Four minutes is only two hundred and forty seconds. Two hundred and forty seconds of grace time between one train arriving in a station and another leaving is not a lot of seconds.
Our first train of the night arrived in Toulouse about twenty minutes late. That made us about nine hundred and sixty seconds late for our eight hour long overnight train to Genève. We fetched our backpacks and waited anxiously by the doors of the train, watching the seconds slip away into the night. I was filled with an absolutely irrational confidence that everything was going to work out fine as train rambled forward.
When we arrived at the platform in Toulouse, with no explanation, our first sight as the doors opened was a train with its doors marked "Genève." Irrational confidence indeed! We sprinted across the platform and jumped on the train, moving through the cars to find our seats.
However, we became slightly confused when we had gone through all the cars and not found car #20, which was where our seats were assigned. In a confused panic, I stepped off the train and asked a conductor in French where our car was. She looked at my ticket, looked at the train, looked back at my ticket and informed me that this wasn't actually our train. Our train indeed had left nine hundred and sixty seconds before our arrival.
She shrugged, like any self respecting French person would.
But, again, after briefly panicking, I returned to my irrational confidence.
"Ok, our train has left, but we have these tickets, may we take this train instead?"
Again, she shrugged in a lovely French accent. This time though, the shrug said, "Why not? I am not going to stop you."
We managed to find two empty seats together and we fell asleep. No one checked our tickets, no one asked us for our seats. We arrived in Genève less than one-thousand seconds late.
Our stay in Genève was quiet and expensive. We did see some very beautiful sights though. Genève is situated around the end of a lake, which is the dominate vista of the city. Many cultures construct monuments that are strangely phallic in nature - The national monument in Amsterdam's Dam Square, the Washington monument - you get the picture. But, the Swiss have taken this trend to the extreme by punctuating their lake with a massive fountain that continuously pumps tons and tons of water at least fifty meters in the air. If you don't understand that metaphor then 1.) You aren't Swiss and 2.) You're too young to be reading this blog.
We took a tour through the cathedral that used to be the common preaching point of Calvin. We also stopped by Rousseau's old house which was very educating, but had been disappointingly stripped of any artifacts and was replaced by a glossy interactive audio tour. We even stopped by a restaurant that was advertised to us as being "beachfront." This actually meant walking out on a jetty to a manmade island on the lake, the shore covered by small pebbles. After coming from Spain, this version of a beach was a little bit laughable, but to be fair, there was still topless sunbathing here. We all make do with what we have.

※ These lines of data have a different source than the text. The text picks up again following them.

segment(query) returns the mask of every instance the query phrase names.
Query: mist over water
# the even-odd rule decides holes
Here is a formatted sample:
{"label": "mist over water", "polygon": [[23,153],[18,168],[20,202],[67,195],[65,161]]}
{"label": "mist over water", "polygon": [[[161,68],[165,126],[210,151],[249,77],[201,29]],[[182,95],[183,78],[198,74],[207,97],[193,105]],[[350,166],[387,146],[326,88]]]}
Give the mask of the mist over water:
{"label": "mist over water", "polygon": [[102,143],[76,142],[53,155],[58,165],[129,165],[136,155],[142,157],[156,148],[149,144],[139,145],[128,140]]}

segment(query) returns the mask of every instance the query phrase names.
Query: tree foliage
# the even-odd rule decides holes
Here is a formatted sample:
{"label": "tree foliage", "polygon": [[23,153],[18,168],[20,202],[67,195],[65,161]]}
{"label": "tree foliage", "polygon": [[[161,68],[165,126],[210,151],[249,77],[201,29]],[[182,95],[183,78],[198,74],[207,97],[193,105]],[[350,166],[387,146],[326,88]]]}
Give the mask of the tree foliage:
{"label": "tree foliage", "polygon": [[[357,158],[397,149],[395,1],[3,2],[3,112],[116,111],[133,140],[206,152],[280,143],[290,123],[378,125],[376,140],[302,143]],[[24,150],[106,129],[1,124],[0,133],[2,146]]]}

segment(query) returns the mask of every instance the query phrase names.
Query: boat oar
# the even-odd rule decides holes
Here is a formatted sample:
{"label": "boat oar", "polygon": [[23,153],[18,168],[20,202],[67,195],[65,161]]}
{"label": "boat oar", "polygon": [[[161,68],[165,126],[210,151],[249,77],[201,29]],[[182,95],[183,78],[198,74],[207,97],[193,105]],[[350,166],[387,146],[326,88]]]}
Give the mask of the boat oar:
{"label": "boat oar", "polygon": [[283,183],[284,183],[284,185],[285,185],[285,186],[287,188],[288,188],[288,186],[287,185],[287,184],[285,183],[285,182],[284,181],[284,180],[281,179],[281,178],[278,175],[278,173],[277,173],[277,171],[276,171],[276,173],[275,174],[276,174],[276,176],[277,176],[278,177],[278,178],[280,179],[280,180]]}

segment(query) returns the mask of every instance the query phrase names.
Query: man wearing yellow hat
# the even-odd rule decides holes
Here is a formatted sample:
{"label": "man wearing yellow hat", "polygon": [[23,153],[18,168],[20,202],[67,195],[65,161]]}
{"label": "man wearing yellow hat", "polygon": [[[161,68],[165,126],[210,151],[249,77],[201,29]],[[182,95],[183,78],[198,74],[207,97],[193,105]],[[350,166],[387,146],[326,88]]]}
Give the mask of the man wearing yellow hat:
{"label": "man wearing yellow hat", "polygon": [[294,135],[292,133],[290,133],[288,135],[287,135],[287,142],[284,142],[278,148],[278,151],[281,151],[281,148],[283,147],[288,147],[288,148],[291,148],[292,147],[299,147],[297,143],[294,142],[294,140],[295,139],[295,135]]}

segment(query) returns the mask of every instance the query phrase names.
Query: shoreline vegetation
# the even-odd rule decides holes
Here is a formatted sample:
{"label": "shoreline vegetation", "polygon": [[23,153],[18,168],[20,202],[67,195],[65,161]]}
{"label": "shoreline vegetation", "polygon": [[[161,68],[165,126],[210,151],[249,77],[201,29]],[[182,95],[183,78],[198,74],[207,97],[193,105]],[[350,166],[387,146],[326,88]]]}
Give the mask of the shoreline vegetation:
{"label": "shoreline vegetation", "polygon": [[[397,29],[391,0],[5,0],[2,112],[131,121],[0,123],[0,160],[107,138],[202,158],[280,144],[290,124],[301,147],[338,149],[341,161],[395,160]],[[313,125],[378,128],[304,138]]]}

But, what really happened in Genève was that we shed our Spanish nonchalance in favor of the Swiss efficiency and became extremely productive, spending no less than four hours preparing bookings for the rest of our trip and doing all of our laundry.

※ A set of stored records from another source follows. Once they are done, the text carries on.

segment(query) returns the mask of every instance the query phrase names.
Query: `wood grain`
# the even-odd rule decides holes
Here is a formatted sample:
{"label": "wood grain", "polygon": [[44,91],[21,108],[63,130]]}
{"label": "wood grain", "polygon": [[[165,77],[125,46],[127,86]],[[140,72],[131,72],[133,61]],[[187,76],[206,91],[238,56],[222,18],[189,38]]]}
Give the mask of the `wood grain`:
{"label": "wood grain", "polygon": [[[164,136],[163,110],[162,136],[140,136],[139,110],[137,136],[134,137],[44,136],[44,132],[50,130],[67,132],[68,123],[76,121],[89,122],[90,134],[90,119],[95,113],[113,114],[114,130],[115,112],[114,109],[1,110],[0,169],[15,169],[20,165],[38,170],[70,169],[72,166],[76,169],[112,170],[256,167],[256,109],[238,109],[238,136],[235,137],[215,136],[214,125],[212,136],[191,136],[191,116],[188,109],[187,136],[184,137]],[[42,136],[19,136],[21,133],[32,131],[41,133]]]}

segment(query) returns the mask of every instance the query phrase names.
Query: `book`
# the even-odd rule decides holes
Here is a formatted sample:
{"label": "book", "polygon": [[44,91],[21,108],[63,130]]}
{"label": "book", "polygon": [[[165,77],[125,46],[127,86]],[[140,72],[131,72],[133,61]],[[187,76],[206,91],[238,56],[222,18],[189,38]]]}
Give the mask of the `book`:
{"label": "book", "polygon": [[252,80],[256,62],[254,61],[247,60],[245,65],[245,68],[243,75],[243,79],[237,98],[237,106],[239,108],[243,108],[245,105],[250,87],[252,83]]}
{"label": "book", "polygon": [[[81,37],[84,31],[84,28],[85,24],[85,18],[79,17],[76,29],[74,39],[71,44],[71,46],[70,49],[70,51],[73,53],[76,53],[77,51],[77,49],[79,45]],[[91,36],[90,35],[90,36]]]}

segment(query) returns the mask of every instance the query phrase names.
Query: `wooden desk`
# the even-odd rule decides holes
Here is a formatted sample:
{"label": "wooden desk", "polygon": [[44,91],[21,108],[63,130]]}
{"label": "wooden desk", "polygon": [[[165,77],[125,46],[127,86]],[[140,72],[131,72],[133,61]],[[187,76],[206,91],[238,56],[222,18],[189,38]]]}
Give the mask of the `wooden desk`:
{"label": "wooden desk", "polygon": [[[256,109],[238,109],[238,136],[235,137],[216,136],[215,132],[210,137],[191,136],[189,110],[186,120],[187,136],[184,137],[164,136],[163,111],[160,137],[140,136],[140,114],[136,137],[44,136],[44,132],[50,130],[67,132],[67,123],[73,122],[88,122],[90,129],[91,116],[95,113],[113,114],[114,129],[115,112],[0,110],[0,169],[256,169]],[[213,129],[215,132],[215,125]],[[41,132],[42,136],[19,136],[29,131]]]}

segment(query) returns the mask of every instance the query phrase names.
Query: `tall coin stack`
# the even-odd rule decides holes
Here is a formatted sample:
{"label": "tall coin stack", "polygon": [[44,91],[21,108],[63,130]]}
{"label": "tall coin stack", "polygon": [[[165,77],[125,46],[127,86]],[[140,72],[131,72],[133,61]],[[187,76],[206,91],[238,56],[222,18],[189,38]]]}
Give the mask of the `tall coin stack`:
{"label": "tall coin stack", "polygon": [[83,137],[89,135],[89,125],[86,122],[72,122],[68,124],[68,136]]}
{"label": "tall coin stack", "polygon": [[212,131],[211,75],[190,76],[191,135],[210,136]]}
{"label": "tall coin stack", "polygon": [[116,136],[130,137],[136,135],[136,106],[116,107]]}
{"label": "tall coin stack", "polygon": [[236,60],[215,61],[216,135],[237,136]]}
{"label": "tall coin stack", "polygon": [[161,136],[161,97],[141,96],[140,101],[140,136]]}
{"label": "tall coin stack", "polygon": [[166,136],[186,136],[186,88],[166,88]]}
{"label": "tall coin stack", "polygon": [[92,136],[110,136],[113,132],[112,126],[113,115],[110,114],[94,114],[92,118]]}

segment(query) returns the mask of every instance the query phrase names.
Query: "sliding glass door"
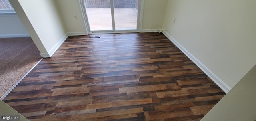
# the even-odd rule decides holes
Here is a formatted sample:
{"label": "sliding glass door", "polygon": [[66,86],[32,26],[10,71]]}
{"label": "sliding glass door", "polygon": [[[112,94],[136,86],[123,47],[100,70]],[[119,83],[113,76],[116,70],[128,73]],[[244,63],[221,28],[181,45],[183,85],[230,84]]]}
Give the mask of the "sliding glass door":
{"label": "sliding glass door", "polygon": [[138,31],[139,1],[84,0],[88,31]]}

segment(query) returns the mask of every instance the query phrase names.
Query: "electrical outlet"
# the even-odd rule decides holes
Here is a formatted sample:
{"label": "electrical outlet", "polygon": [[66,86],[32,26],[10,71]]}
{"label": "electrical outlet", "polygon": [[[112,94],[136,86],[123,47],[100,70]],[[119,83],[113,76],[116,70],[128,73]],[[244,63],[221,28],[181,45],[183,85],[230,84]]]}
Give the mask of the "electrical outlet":
{"label": "electrical outlet", "polygon": [[76,15],[74,15],[74,20],[77,20],[77,16],[76,16]]}

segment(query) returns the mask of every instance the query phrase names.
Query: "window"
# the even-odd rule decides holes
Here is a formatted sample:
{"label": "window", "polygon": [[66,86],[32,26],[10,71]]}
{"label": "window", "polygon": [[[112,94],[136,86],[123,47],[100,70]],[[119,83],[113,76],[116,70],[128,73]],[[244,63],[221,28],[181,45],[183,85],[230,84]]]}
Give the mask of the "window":
{"label": "window", "polygon": [[0,0],[0,14],[14,14],[14,9],[8,0]]}

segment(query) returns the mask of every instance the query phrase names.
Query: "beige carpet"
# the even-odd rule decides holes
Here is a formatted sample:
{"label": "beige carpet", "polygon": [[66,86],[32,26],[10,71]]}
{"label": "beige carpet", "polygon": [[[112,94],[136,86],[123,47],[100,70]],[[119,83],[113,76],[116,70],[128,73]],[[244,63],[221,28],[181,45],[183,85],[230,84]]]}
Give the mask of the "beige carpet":
{"label": "beige carpet", "polygon": [[31,38],[0,38],[0,99],[41,58]]}

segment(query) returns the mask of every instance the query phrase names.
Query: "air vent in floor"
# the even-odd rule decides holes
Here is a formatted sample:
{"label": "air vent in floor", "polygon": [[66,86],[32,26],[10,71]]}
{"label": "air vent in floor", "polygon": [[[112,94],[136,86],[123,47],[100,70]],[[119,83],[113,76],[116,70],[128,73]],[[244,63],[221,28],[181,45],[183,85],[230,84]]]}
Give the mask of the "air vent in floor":
{"label": "air vent in floor", "polygon": [[91,35],[89,37],[89,38],[99,38],[100,37],[100,35]]}

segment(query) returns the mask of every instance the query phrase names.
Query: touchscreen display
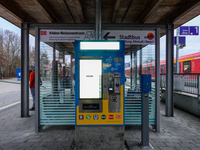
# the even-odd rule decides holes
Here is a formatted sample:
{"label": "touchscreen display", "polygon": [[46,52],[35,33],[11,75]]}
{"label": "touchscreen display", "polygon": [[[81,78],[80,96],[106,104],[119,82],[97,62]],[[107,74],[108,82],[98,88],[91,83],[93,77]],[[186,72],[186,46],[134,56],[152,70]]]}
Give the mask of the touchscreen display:
{"label": "touchscreen display", "polygon": [[102,60],[80,59],[80,99],[102,98]]}

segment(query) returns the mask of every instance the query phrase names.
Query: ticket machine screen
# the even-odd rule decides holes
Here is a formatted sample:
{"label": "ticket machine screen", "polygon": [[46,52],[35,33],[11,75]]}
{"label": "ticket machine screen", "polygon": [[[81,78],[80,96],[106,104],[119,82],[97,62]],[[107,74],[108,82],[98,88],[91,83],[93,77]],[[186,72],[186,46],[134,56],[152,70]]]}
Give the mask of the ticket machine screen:
{"label": "ticket machine screen", "polygon": [[102,60],[80,60],[80,99],[100,99]]}

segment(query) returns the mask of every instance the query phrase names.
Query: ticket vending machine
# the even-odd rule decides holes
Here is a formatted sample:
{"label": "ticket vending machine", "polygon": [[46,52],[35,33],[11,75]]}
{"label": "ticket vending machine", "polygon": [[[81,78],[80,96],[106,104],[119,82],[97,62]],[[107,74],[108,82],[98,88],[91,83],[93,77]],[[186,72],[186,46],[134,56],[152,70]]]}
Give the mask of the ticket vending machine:
{"label": "ticket vending machine", "polygon": [[[116,126],[123,129],[125,120],[124,49],[124,41],[75,41],[77,143],[80,143],[78,139],[84,138],[80,137],[84,135],[84,131],[87,131],[86,140],[88,140],[90,139],[88,132],[92,130],[95,130],[95,133],[99,131],[99,136],[109,137],[112,129],[108,128]],[[101,135],[101,130],[106,131],[107,129],[107,133]],[[119,131],[117,129],[116,137],[119,135]],[[115,133],[111,134],[115,136]],[[96,134],[96,136],[98,135]],[[90,145],[94,138],[93,136],[90,139]],[[116,142],[115,145],[119,143],[116,138],[113,142]],[[87,143],[87,141],[81,143]],[[109,143],[111,144],[112,141]],[[122,143],[124,143],[123,140]],[[86,146],[85,149],[88,149],[89,147]],[[94,148],[92,147],[92,149]]]}

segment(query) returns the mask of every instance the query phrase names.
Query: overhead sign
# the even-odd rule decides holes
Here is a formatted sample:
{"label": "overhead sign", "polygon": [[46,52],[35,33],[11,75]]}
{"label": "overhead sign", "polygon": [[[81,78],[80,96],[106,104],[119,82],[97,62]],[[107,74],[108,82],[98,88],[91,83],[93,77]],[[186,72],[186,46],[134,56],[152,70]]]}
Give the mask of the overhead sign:
{"label": "overhead sign", "polygon": [[[184,45],[186,45],[185,44],[185,36],[184,37],[178,37],[178,39],[179,39],[179,44],[184,44]],[[177,40],[177,37],[174,37],[174,44],[176,44],[177,42],[176,42],[176,40]]]}
{"label": "overhead sign", "polygon": [[41,30],[42,42],[74,42],[75,40],[95,40],[94,30]]}
{"label": "overhead sign", "polygon": [[125,68],[130,67],[130,63],[125,63]]}
{"label": "overhead sign", "polygon": [[126,45],[155,44],[154,31],[103,30],[102,40],[124,40]]}
{"label": "overhead sign", "polygon": [[[95,40],[94,30],[41,30],[42,42],[74,42]],[[155,44],[155,31],[103,30],[102,40],[124,40],[127,45]]]}
{"label": "overhead sign", "polygon": [[199,35],[199,26],[180,26],[180,35]]}

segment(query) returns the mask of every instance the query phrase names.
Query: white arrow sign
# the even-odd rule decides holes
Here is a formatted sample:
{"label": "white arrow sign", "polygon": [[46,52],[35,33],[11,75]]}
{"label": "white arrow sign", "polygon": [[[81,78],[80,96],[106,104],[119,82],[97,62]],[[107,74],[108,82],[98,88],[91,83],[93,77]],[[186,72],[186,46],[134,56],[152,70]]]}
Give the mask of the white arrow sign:
{"label": "white arrow sign", "polygon": [[103,30],[102,40],[125,40],[126,45],[155,44],[155,31]]}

That may not sound as exciting as some of the other stories I've written about, but I assure you, when you are living out of a backpack in the middle of August, there are few things more thrilling than knowing that each and every one of your socks are squeaky clean.

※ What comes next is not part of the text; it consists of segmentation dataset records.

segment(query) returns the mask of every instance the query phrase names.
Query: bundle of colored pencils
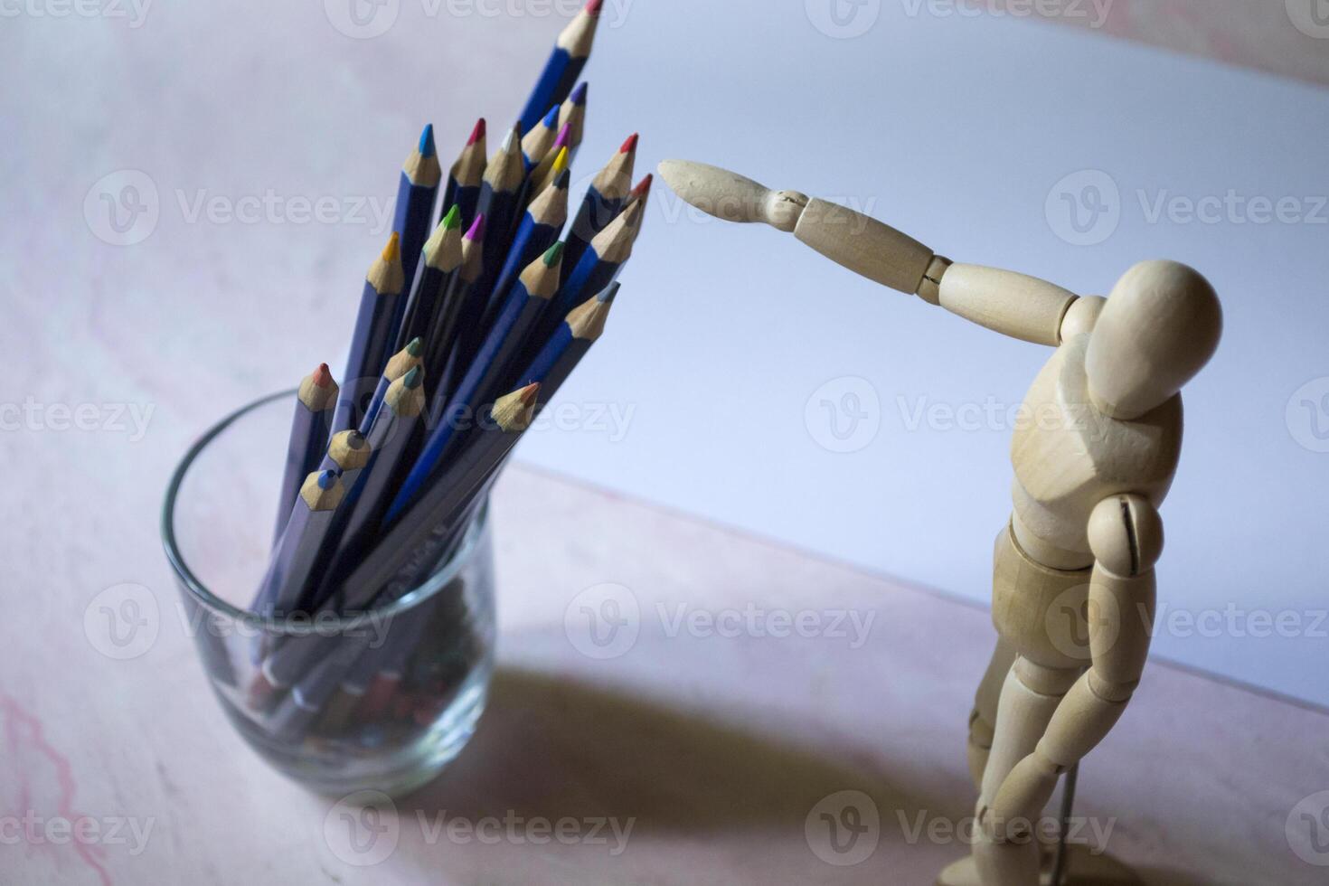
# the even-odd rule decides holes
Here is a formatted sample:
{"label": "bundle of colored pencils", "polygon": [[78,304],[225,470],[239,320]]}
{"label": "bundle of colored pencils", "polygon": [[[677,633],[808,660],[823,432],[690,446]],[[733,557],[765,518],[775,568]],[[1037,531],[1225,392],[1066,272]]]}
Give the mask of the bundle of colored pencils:
{"label": "bundle of colored pencils", "polygon": [[[512,448],[603,331],[651,178],[631,186],[634,134],[560,240],[586,114],[586,84],[574,84],[601,3],[562,31],[488,162],[484,120],[445,182],[432,125],[407,158],[343,385],[323,364],[296,395],[256,614],[346,616],[419,586],[456,551]],[[346,696],[369,696],[400,671],[421,628],[391,634],[375,650],[342,636],[258,642],[250,704],[292,740],[344,719]]]}

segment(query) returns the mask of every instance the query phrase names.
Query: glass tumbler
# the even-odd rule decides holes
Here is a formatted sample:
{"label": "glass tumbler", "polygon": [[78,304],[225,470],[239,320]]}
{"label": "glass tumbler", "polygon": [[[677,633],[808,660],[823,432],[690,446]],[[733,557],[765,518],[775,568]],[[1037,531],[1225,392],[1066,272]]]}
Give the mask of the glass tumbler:
{"label": "glass tumbler", "polygon": [[162,541],[186,628],[231,724],[314,790],[407,793],[465,747],[493,672],[488,505],[456,550],[405,594],[364,612],[262,618],[295,393],[218,422],[175,469]]}

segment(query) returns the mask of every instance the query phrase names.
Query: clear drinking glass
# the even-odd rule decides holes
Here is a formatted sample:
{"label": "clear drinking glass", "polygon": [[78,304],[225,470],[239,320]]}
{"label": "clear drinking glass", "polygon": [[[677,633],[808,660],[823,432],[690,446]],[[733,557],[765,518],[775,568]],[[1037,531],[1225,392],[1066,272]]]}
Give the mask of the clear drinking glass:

We met an American in our hostel who was flying back home after a two month trip the next morning. He wasn't planning on going out and he seemed entirely unaffected by the fact that he was leaving Europe. I'm pretty sure they're going to have to drag me kicking and screaming onto the plane when the time comes for me to leave.
Genève was an insanely expensive city (with an attitude that reminded me quite a bit of New York) so we only stayed one night before packing up and leaving for Interlaken - far up in the midst of the Swiss Alps where we hoped to find out why the Swiss are so found of extreme sports.